En face, un Heymann en grande forme comme je ne l’avais jamais réellement vu. James est bien plus terre à terre et j’ai trouvé l’opposition entre son affirmation sur scène et l’aspect volatile d’Obraztsova tout à fait adapté et réussie. Ses manèges sont époustouflants de virtuosité et d’énergie en le combinant avec une certaine grâce : mix entre le réalisme d’Effie et l’idéal sylphidien. C’est un jeune homme mature qui désire atteindre un idéal mais ne réussit pas à l’attraper, il a un très bon air de désespéré ou plutôt de romantique qui ne sait pas qu’il l’est. Il conclue parfaitement avec une époustouflante série d’entrechats quelques instants avant de s’effondrer.

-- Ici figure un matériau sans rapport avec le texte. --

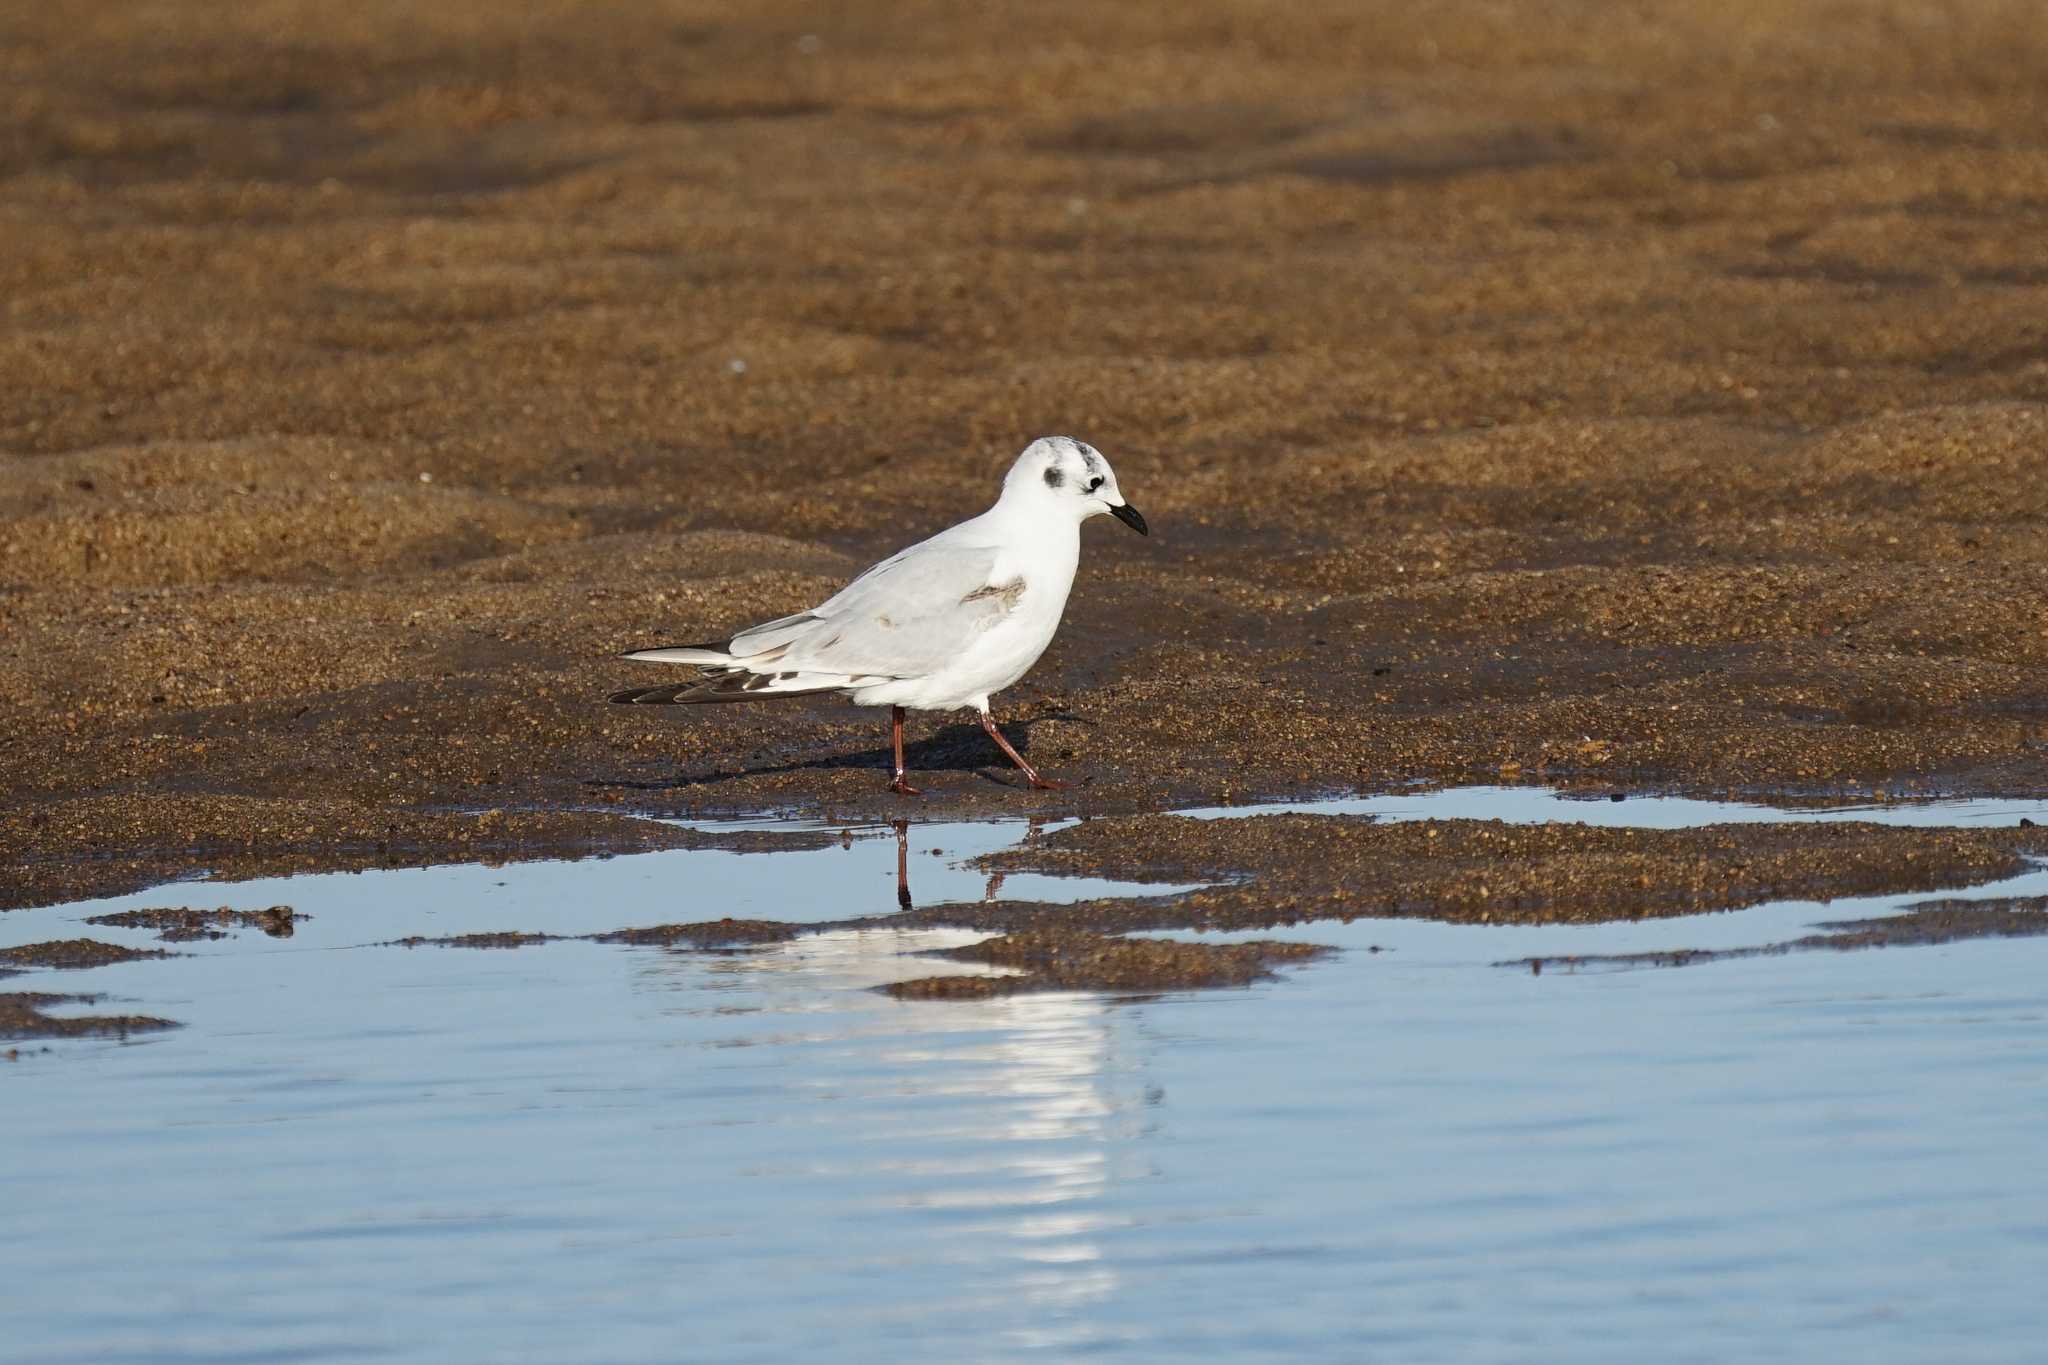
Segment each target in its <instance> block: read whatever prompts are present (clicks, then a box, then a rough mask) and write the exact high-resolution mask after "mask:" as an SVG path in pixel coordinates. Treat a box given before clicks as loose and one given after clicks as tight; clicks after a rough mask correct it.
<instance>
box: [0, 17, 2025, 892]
mask: <svg viewBox="0 0 2048 1365" xmlns="http://www.w3.org/2000/svg"><path fill="white" fill-rule="evenodd" d="M2044 72H2048V37H2044V35H2042V29H2040V25H2038V10H2036V8H2034V6H2028V4H2017V2H2003V4H2001V2H1997V0H1993V2H1985V4H1976V2H1972V4H1964V2H1960V0H1954V2H1948V4H1911V6H1909V4H1892V2H1882V0H1866V2H1855V4H1845V6H1833V8H1829V10H1825V12H1821V10H1812V12H1806V10H1798V12H1780V8H1778V6H1733V8H1731V6H1718V4H1694V2H1673V4H1661V6H1653V8H1640V10H1628V12H1618V10H1614V6H1608V4H1593V2H1591V0H1587V2H1569V0H1567V2H1556V4H1532V6H1483V4H1448V6H1427V8H1423V10H1417V8H1413V6H1391V4H1366V6H1296V8H1286V10H1282V12H1272V6H1251V4H1221V2H1212V0H1202V2H1198V4H1192V6H1176V8H1174V10H1169V12H1124V10H1100V8H1096V6H1081V4H1053V6H1012V4H995V6H975V8H973V10H958V12H952V10H942V12H934V10H926V8H918V6H874V8H862V10H860V12H858V14H854V12H848V14H844V16H842V14H831V12H819V10H815V8H813V6H795V4H764V6H748V8H745V10H743V12H737V10H731V6H698V4H674V6H662V8H635V10H618V8H612V6H578V4H555V6H539V8H535V6H526V8H520V10H518V12H508V10H504V8H502V6H485V4H446V6H432V8H430V10H420V8H418V6H410V4H395V2H381V4H367V6H352V8H348V10H346V12H342V10H332V8H326V6H311V4H289V2H266V4H254V6H233V8H231V10H223V8H217V6H199V4H170V6H141V4H104V6H94V8H92V12H90V14H86V16H80V14H59V12H55V10H47V12H39V10H16V12H10V14H8V16H4V18H0V111H4V117H0V301H4V307H6V315H4V317H6V325H4V327H0V862H4V866H8V868H10V878H8V880H6V886H0V905H8V907H23V905H45V902H51V900H61V898H76V896H84V894H106V892H113V890H121V888H133V886H143V884H152V882H158V880H164V878H170V876H178V874H184V872H190V870H197V868H213V870H217V872H223V874H227V876H252V874H260V872H281V870H313V868H350V866H383V864H389V862H406V860H412V862H432V860H457V857H465V860H467V857H506V860H514V857H537V855H557V857H559V855H565V853H578V851H604V849H623V847H649V843H647V841H655V839H666V837H670V835H668V833H664V831H653V829H649V827H645V825H643V823H637V821H631V819H625V817H631V814H643V812H717V810H780V808H797V810H805V812H813V814H815V812H831V814H840V817H846V819H854V817H868V819H874V817H899V814H909V817H913V819H920V817H926V814H932V817H938V814H944V817H950V819H963V817H977V814H1020V812H1100V814H1130V812H1147V810H1157V808H1161V806H1169V804H1182V802H1219V800H1243V798H1249V796H1264V794H1296V792H1313V790H1356V788H1362V790H1374V788H1386V786H1395V784H1403V782H1413V780H1425V782H1440V784H1448V782H1470V780H1481V778H1485V780H1499V778H1501V776H1507V778H1516V776H1522V778H1536V776H1540V778H1544V780H1546V782H1563V784H1602V786H1608V788H1616V790H1683V792H1702V794H1720V792H1731V790H1739V792H1751V794H1759V792H1761V794H1792V796H1804V794H1823V796H1827V794H1868V792H1870V790H1874V788H1882V790H1886V792H1892V794H1927V792H2040V790H2042V788H2044V763H2048V688H2044V684H2042V677H2044V675H2048V673H2044V663H2048V624H2044V616H2042V602H2044V596H2048V479H2044V475H2048V458H2044V436H2048V332H2044V323H2042V317H2048V190H2044V188H2042V186H2048V137H2044V135H2042V133H2040V129H2044V127H2048V117H2044V115H2048V108H2044V102H2048V100H2044V90H2048V84H2044V82H2042V74H2044ZM1042 432H1071V434H1075V436H1081V438H1085V440H1090V442H1094V444H1098V446H1100V448H1102V450H1104V452H1108V454H1110V456H1112V460H1116V467H1118V475H1120V479H1122V485H1124V487H1126V491H1128V493H1130V497H1133V501H1135V503H1137V505H1139V508H1143V510H1145V514H1147V518H1149V520H1151V522H1153V528H1155V534H1153V538H1151V540H1139V538H1135V536H1128V534H1126V532H1124V530H1122V528H1118V526H1114V524H1100V526H1092V528H1090V532H1087V536H1085V548H1083V569H1081V579H1079V583H1077V587H1075V596H1073V602H1071V608H1069V614H1067V622H1065V626H1063V630H1061V636H1059V641H1057V643H1055V647H1053V651H1051V653H1049V655H1047V657H1044V659H1042V661H1040V665H1038V667H1036V669H1034V671H1032V675H1030V677H1026V679H1024V684H1020V686H1018V688H1016V690H1012V692H1010V694H1008V696H1004V698H997V702H999V716H1001V720H1004V722H1006V726H1008V729H1010V733H1012V737H1014V739H1016V741H1018V745H1020V747H1024V749H1026V751H1028V753H1030V757H1032V759H1034V761H1036V763H1040V765H1042V767H1047V769H1049V772H1053V774H1057V776H1065V778H1077V780H1079V782H1081V786H1079V788H1077V790H1073V792H1026V790H1018V788H1016V786H1014V780H1012V774H1010V772H1008V765H1006V763H1004V761H1001V757H999V755H997V753H995V749H993V745H989V743H987V739H985V737H981V733H979V731H977V729H973V726H971V724H969V722H965V718H940V716H924V718H918V729H915V733H918V737H920V739H918V743H915V745H913V747H911V761H913V765H915V767H918V769H920V776H918V782H920V786H924V788H926V790H928V796H926V800H922V802H913V804H909V806H907V808H905V804H903V802H899V800H897V798H891V796H887V794H883V790H881V786H883V782H885V761H887V759H885V747H883V739H885V718H881V716H877V714H874V712H858V710H852V708H846V706H842V704H838V702H831V700H799V702H778V704H768V706H758V708H748V706H727V708H698V710H682V712H674V714H662V712H651V710H645V708H612V706H606V704H604V696H606V694H608V692H614V690H618V688H625V686H633V684H653V681H664V679H668V677H670V673H666V671H659V669H649V667H643V665H629V663H621V661H616V659H614V657H612V655H616V653H618V651H621V649H629V647H637V645H649V643H666V641H678V639H705V636H719V634H723V632H729V630H731V628H735V626H741V624H748V622H752V620H758V618H762V616H770V614H780V612H788V610H797V608H801V606H807V604H809V602H813V600H815V598H817V596H821V593H825V591H829V589H834V587H836V585H838V583H840V581H844V577H848V575H850V573H854V571H858V569H860V567H862V565H866V563H870V561H872V559H877V557H881V555H885V553H889V551H893V548H897V546H899V544H903V542H907V540H911V538H915V536H922V534H928V532H930V530H936V528H940V526H944V524H948V522H952V520H956V518H961V516H965V514H971V512H975V510H979V508H983V505H985V503H987V501H989V497H991V495H993V487H995V479H997V477H999V471H1001V469H1004V465H1006V460H1008V458H1010V456H1012V454H1014V452H1016V450H1018V448H1020V446H1022V444H1024V442H1026V440H1030V438H1032V436H1036V434H1042ZM479 810H487V812H489V814H475V812H479ZM592 810H608V812H616V814H592ZM678 837H680V835H678ZM1217 837H1219V839H1247V841H1249V839H1253V837H1255V835H1253V831H1249V829H1237V831H1227V833H1219V835H1217ZM1403 837H1407V835H1403ZM1458 837H1460V839H1462V837H1464V835H1458ZM1518 837H1522V835H1518ZM1532 837H1534V835H1532ZM1729 837H1731V839H1733V841H1735V843H1737V847H1735V849H1733V851H1731V853H1729V855H1726V857H1722V860H1720V862H1729V860H1731V857H1735V855H1745V857H1747V855H1749V853H1751V851H1753V853H1755V857H1759V860H1769V857H1778V855H1780V845H1778V843H1774V839H1776V835H1772V833H1767V831H1759V829H1749V831H1743V833H1739V835H1729ZM1573 839H1575V841H1579V843H1575V847H1579V853H1575V857H1585V860H1595V862H1599V866H1602V868H1606V872H1602V876H1614V878H1622V876H1624V872H1634V874H1645V868H1638V862H1640V860H1642V857H1653V853H1651V851H1647V849H1642V847H1634V845H1630V847H1606V845H1599V843H1597V841H1593V839H1591V837H1589V835H1573ZM1786 839H1794V837H1792V835H1786ZM1868 839H1872V841H1874V845H1884V847H1886V849H1892V853H1884V855H1882V857H1878V853H1870V857H1874V860H1876V862H1884V860H1894V862H1892V864H1886V866H1896V857H1894V855H1898V857H1903V853H1905V851H1909V849H1919V845H1917V843H1913V839H1911V837H1909V835H1905V833H1903V831H1884V833H1882V835H1870V837H1868ZM1794 843H1796V847H1792V845H1786V847H1788V849H1790V851H1786V853H1784V855H1786V857H1792V860H1794V862H1800V864H1802V866H1819V868H1827V866H1833V862H1831V860H1833V857H1835V851H1833V849H1831V845H1827V837H1825V835H1821V833H1819V831H1810V829H1808V831H1800V833H1798V835H1796V839H1794ZM1260 857H1262V855H1260V849H1257V847H1255V845H1251V843H1245V845H1243V847H1239V849H1235V853H1233V851H1231V849H1221V851H1217V853H1214V855H1212V862H1214V864H1217V866H1229V864H1235V868H1237V870H1243V872H1257V870H1260ZM1716 857H1718V855H1716ZM1985 857H1989V853H1985ZM1630 860H1638V862H1630ZM1133 862H1135V860H1133ZM1653 862H1655V860H1653ZM1718 866H1720V864H1716V868H1718ZM1339 868H1341V864H1331V876H1337V870H1339ZM1665 870H1669V868H1665V864H1659V866H1657V868H1655V870H1653V872H1655V874H1657V876H1661V874H1663V872H1665ZM1360 876H1364V874H1362V872H1360ZM1458 876H1460V878H1464V880H1462V882H1446V886H1450V890H1454V892H1456V894H1450V890H1446V892H1444V896H1448V898H1446V905H1468V900H1470V898H1468V894H1466V890H1468V882H1470V878H1473V876H1479V874H1475V872H1470V870H1466V872H1460V874H1458ZM1503 876H1507V874H1503ZM1712 876H1718V878H1722V880H1731V878H1733V880H1735V882H1739V880H1741V878H1735V876H1733V874H1722V872H1714V874H1712ZM1901 876H1907V874H1905V872H1901ZM1911 884H1919V882H1911ZM1352 886H1354V888H1356V880H1354V882H1352ZM1432 886H1434V884H1421V886H1419V888H1415V890H1413V894H1415V896H1421V898H1442V896H1438V892H1436V890H1434V888H1432ZM1460 888H1462V890H1460ZM1735 890H1737V892H1739V890H1741V888H1739V886H1737V888H1735ZM1217 894H1229V892H1217ZM1401 894H1409V892H1401ZM1741 894H1747V892H1741ZM1616 905H1620V902H1616Z"/></svg>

Pour revenir sur le réalisme d’Effie, je trouve que c’est un rôle qui va plutôt bien à Mélanie Hurel, danseuse que j’apprécie dans des rôles bien terre à terre. Elle semble bien innocente et amoureuse lors du superbe pas de deux (plus un) auquel nous avons droit.

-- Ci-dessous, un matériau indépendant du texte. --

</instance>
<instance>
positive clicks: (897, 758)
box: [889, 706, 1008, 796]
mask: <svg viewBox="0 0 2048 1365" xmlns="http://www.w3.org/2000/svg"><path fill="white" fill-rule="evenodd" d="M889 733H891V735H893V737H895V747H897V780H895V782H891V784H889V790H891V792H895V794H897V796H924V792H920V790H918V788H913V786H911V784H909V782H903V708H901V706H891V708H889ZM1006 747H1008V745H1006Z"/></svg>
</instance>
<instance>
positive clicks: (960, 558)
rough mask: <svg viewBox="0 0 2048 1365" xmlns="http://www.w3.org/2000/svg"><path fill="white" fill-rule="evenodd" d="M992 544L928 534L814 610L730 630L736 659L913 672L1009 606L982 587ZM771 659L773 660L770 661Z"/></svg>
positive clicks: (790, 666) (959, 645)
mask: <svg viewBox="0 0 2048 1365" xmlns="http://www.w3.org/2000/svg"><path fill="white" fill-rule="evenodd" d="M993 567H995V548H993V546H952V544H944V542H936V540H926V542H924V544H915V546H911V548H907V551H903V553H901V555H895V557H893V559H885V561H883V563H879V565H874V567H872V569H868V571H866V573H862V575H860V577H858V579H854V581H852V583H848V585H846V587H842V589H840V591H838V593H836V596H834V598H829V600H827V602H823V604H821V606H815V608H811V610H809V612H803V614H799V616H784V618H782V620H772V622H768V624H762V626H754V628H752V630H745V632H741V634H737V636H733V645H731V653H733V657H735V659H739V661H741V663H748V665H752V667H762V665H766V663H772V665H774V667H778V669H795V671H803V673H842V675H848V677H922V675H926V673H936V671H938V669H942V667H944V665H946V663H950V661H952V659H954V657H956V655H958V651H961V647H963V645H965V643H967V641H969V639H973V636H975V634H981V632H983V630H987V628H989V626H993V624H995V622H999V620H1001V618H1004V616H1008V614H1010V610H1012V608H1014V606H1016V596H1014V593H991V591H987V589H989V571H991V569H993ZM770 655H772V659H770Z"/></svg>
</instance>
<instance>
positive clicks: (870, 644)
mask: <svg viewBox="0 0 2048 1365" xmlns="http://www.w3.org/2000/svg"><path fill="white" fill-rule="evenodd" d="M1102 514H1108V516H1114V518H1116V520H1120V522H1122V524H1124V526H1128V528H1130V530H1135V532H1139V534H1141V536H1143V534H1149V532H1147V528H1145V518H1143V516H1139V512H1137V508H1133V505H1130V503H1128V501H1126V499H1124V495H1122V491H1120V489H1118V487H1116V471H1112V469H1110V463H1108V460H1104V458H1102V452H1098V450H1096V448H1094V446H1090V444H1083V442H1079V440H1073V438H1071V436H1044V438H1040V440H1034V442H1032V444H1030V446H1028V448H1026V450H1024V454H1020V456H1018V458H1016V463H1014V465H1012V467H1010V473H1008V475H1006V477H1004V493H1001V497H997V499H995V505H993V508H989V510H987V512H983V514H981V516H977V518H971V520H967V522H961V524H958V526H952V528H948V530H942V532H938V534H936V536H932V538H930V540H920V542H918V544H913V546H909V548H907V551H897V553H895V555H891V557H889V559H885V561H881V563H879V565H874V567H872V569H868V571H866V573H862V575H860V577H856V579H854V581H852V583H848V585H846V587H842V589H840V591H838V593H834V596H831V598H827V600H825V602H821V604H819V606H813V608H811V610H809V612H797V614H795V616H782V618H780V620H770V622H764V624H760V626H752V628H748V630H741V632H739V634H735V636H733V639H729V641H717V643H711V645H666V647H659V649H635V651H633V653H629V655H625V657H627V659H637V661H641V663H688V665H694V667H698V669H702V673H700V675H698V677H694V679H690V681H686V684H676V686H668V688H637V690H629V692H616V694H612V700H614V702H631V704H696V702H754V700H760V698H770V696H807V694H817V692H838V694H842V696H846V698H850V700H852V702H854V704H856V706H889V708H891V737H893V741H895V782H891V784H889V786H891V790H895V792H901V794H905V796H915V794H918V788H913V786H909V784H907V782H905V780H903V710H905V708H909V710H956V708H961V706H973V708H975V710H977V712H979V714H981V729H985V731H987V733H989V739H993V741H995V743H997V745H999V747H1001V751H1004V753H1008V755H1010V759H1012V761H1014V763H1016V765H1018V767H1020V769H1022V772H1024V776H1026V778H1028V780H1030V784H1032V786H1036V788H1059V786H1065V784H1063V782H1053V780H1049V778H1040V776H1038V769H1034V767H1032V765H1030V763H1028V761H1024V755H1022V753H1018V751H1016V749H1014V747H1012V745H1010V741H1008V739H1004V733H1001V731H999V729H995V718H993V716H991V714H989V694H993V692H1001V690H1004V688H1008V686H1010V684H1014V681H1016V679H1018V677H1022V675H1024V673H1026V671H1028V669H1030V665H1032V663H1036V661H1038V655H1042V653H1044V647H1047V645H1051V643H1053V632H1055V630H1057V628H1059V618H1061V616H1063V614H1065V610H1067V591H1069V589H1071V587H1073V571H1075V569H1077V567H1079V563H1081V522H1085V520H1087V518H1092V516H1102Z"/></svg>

A l’exception de Stéphane Phavorin (dont j’ai appris que c’était la dernière saison !) merveilleux dans les rôles de caractère comme Madge, le reste de la compagnie m’a un peu décu. Les Sylphides s’ennuyaient presque, les trois demi solistes n’étaient absolument pas en rythme entre elles ou avec la musique. L’orchestre m’a d’ailleurs bien ennuyé, la partition n’est déjà pas très amusante, une direction stimulante et mieux organisée serait appréciable. Toutefois, le pas des deux des écossais apporte une dose de fraicheur avec Zusperreguy et Thibault en bonne forme !
J’ai donc passé un bon moment avec deux danseurs de talent, interprètes jusqu'au bout des pieds, mais le ballet ne m’a pas laissé une impression impérissable. J’ai certes ressenti une idée de début XIXème devant les décors, costumes, machineries (les Sylphides volantes dans le deuxième acte) et la chorégraphie, ce ballet représente l’essence du classique. Mais les scènes du corps de ballet ne me ravissent pas plus que cela, trop de sylphides qui ne me paraissent pas bien oniriques. Je relève enfin la tête devant la course poursuite incessante et alléchante de James avec son idéal, qui finit par l’envol du corps de la Sylphide dans les cieux : l’inatteignable disparait définitivement.